The F1 chief executive, who has reigned over the sport for four decades, admitted he was relieved after the Munich court dropped his career-threatening charges.
Ecclestone said it was back to business as usual with him regaining his seat on F1's main board, Delta Topco. However, the sport's majority shareholder, CVC Capital Partners, and the board, declined to comment.
"I stood down for obvious reasons, but I'll be back on again now," the 83-year-old said from his London office, just hours after leaving the Munich courtroom for the final time. "Everything is back to normal."
Had Ecclestone been found guilty, he would have faced 10 years in prison and lost his iron grip on the sport he has dominated and largely made in his image.
But Ecclestone, again showing himself to be a great survivor, successfully negotiated a deal with prosecutors in Munich whereby he will hand over 60 million ($120 million) in the next seven days.
It prompted a furious reaction from some quarters in Germany, after prosecutors spent years preparing the legal case against Ecclestone.
A former Justice Minister described the situation as "galling", calling for the closure of the legal loophole that enabled Ecclestone to settle.
"It is not in harmony with the sense and purpose of our legal practices," Sabine Leutheusser-Schnarrenberger said. However, Peter Noll, the presiding judge in the case, told the court yesterday that a conviction was "not particularly likely". Ecclestone's age and health, as well as the huge public attention on the trial, were also factors in its abandonment. It had been due to run until October.
The dramatic development will be met with shock through the sport, with many having privately anticipated Ecclestone's demise when proceedings began earlier this year.
"At one point in the run-up to the trial, it was pretty bleak," an F1 insider said yesterday. "But yet again he has pulled off a Houdini."
Many had also suspected that CVC was hoping the German court might jettison Ecclestone from the sport as it pursues a stock market flotation.
While Ecclestone always maintained he could run Formula One despite being in court two days a week, he seemed relieved last night that his legal troubles appeared to be finally over.
However, he did describe himself as "a bit of an idiot" for handing over 60 million when in his view he was on his way to being acquitted of bribing a German banker. "What has happened today is good and bad - the good is the judge more or less said I was acquitted, and they [the prosecution] really didn't have a case. So I was a bit of an idiot to do what I did to settle because it wasn't with the judge, it was with the prosecutors.
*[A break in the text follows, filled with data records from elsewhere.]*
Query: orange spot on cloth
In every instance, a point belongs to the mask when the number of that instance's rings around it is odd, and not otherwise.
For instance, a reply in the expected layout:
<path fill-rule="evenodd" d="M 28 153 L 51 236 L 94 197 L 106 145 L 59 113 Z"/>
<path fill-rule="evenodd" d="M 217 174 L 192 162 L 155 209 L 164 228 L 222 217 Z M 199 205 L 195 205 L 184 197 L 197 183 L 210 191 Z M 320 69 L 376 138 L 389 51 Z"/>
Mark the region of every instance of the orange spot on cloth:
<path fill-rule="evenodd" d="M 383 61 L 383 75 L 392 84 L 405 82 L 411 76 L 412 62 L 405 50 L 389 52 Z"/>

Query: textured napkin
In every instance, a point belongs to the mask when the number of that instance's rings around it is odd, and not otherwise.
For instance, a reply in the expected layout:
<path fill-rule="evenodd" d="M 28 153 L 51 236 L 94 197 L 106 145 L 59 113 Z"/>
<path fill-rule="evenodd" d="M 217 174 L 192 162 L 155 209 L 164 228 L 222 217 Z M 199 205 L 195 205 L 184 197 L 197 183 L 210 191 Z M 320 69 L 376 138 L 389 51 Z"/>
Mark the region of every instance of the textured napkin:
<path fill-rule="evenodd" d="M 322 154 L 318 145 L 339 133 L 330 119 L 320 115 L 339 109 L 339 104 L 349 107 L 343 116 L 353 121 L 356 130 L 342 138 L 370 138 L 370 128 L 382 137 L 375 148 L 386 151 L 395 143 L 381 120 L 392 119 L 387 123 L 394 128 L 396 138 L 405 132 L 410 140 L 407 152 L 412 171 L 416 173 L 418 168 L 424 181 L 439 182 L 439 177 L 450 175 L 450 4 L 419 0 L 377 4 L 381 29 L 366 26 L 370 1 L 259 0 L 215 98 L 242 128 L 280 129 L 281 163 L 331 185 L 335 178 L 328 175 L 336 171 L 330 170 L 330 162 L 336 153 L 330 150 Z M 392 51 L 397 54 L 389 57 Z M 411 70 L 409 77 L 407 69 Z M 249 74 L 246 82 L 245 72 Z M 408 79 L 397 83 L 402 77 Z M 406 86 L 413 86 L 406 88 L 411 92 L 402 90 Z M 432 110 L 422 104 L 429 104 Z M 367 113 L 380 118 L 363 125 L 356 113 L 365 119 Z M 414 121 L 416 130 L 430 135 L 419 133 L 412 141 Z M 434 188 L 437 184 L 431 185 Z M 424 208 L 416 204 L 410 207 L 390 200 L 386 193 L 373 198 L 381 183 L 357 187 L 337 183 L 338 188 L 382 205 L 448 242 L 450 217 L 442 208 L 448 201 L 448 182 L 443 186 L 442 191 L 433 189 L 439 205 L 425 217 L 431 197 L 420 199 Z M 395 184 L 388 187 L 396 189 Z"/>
"Anyway, it's done and finished ... I'm contented, it's all fine." He went on: "This now allows me to do what I do best, which is running F1."
Under Bavarian law a trial such as Ecclestone's can be ended if the accused makes a payment to the Treasury or a non-profit making organisation, if all sides agree.
Prosecutors had argued that Ecclestone paid Gerhard Gribkowsky, formerly the chief risk officer of BayernLB, a 26 million bribe to steer the sale of F1 from the Bavarian bank to CVC, Ecclestone's preferred buyer, in 2006.
Ecclestone has long maintained his innocence.